JAKARTA, Riautribune.com - Sekretaris Umum PP Muhammadiyah, Abdul Mu'ti menilai bahwa UUD 1945 yang menjadi dasar penyelenggaraan pemilu dan pembatasan masa jabatan presiden tak bisa dibaca hanya secara tekstual. Menurut dia, konstitusi harus dibaca secara kontekstual terutama soal bagaimana teks atau aturan itu diciptakan.

Pernyataan Mu'ti merespons wacana penundaan Pemilu 2024 dan perpanjangan masa jabatan presiden baru-baru ini. Wacana itu kembali menguat meski DPR dan pemerintah telah menyepakati jadwal Pemilu pada 14 Februari 2024.
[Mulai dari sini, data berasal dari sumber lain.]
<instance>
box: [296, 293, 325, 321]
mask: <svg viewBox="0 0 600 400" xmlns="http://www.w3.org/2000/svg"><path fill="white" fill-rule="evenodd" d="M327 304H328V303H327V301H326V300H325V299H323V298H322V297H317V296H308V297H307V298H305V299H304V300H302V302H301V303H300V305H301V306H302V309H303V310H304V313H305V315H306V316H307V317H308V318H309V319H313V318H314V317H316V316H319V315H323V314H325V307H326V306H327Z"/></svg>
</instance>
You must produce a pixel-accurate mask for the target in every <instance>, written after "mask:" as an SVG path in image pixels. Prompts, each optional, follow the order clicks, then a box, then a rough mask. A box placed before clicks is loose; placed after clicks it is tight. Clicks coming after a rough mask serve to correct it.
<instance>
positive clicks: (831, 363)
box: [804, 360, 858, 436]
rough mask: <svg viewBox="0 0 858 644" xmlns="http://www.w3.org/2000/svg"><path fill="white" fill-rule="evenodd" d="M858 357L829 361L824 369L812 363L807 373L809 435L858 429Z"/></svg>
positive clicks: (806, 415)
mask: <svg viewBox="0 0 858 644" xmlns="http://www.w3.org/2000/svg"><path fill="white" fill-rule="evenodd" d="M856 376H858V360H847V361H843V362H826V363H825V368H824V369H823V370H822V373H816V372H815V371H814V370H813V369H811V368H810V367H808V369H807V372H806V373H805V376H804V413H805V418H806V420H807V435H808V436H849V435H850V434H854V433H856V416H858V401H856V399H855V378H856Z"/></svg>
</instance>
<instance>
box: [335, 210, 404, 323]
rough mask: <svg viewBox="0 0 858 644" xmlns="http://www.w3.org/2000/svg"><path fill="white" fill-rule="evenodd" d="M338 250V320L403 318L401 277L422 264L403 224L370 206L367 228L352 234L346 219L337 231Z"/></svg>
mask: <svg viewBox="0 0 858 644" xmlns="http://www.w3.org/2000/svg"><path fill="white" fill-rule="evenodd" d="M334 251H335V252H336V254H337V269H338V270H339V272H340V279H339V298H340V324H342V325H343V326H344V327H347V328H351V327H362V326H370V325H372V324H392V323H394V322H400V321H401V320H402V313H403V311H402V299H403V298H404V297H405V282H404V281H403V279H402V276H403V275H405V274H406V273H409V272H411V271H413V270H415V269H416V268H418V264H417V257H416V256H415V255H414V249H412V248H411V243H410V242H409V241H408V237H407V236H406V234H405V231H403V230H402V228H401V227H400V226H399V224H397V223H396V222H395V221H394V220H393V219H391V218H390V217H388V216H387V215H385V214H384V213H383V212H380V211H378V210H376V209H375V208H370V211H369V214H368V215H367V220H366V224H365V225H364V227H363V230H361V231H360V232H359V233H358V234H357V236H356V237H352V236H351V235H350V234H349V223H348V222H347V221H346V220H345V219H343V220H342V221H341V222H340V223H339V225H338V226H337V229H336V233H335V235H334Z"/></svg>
"Ketika kita baca penjelasan UUD 45 itu disebutkan bahwa suatu UUD, itu kan tidak bisa pahami hanya dari sisi teks saja ... akan tetapi, harus menyelidiki juga bagaimana praktiknya dan bagaimana suasana kebatinannya dari UUD itu," kata Mu'ti dalam diskusi daring, Rabu (9/3).

Secara ketentuan, kata dia, UUD 1945 memang bisa diubah atau diamendemen lewat Sidang Umum MPR selama bisa memenuhi sejumlah syarat yang telah diatur secara eksplisit. Akan tetapi, upaya tersebut jika dilakukan sangat bermasalah secara etis.

Sebab, penyelenggaraan pemilu dan pembatasan masa jabatan presiden, sebagai salah satu pasal yang diatur di dalamnya, lahir dari semangat reformasi di mana masyarakat menginginkan perubahan. Masa jabatan presiden misalnya, lahir setelah Bung Karno dan Suharto memimpin sangat lama.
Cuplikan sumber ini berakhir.